The Shawnee Park Sports Complex and the Osage Park Community Centre will be built.
The Cape Girardeau City Council just hasn't decided how it will pay for them.
City staff had proposed the council authorize the spending of an additional $1.1 million to meet the total price tag of $5.3 million.
To do that, the city staff proposed issuing bonds that would be retired with excess revenue from the motel and restaurant taxes. A previous city council had committed to spending about $4 million in motel and restaurant tax money on the park projects.
But the current council voted 6-1 to table the added-spending plan after questions were raised Monday about some $225,000 in equipment and other items that weren't included in the construction contract.
The council said it would revisit the spending issue at its Nov. 20 meeting.
Mayor Al Spradling III voted against tabling the matter.
The council by the same vote then hired Penzel Construction Co. to build the sports complex and the community building at a cost of $4 million.
The city already has spent about $1 million on the projects. Most of that money went toward grading work under separate contracts.

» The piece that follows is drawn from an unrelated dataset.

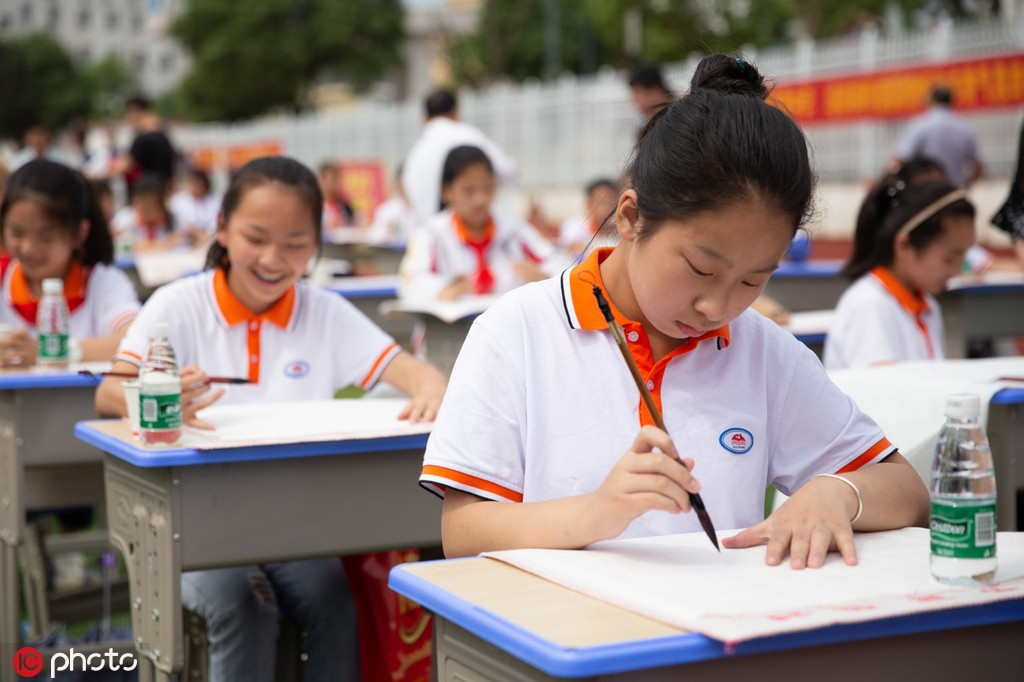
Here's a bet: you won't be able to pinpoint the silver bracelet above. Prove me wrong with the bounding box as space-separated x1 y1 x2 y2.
815 473 863 524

Spradling questioned the council's action. "It seems kind of silly to authorize construction of this project when we haven't authorized any funding for it," he said.
But councilmen Melvin Gateley and Richard Eggimann insisted after the meeting that the work will be funded.
The councilmen said they only want to more closely examine some of the details of the contract, including the $225,000 in equipment.
Bob Hoppmann, chairman of the city's Convention and Visitors Bureau Advisory Board, said his board, which also has reviewed the project plans, wasn't contacted about the additional equipment in the contract.
Hoppmann said a number of questions about the work remain unanswered, including who will manage the community building and how much it will cost.
But he said the CVB board still wants the park projects to proceed.
Jay Knudtson, chairman of the city's Parks and Recreation Advisory Board -- another group involved with the development plans -- also urged the council to move ahead with the projects.
Knudtson said it has been "a huge battle" just to get the projects to the construction stage.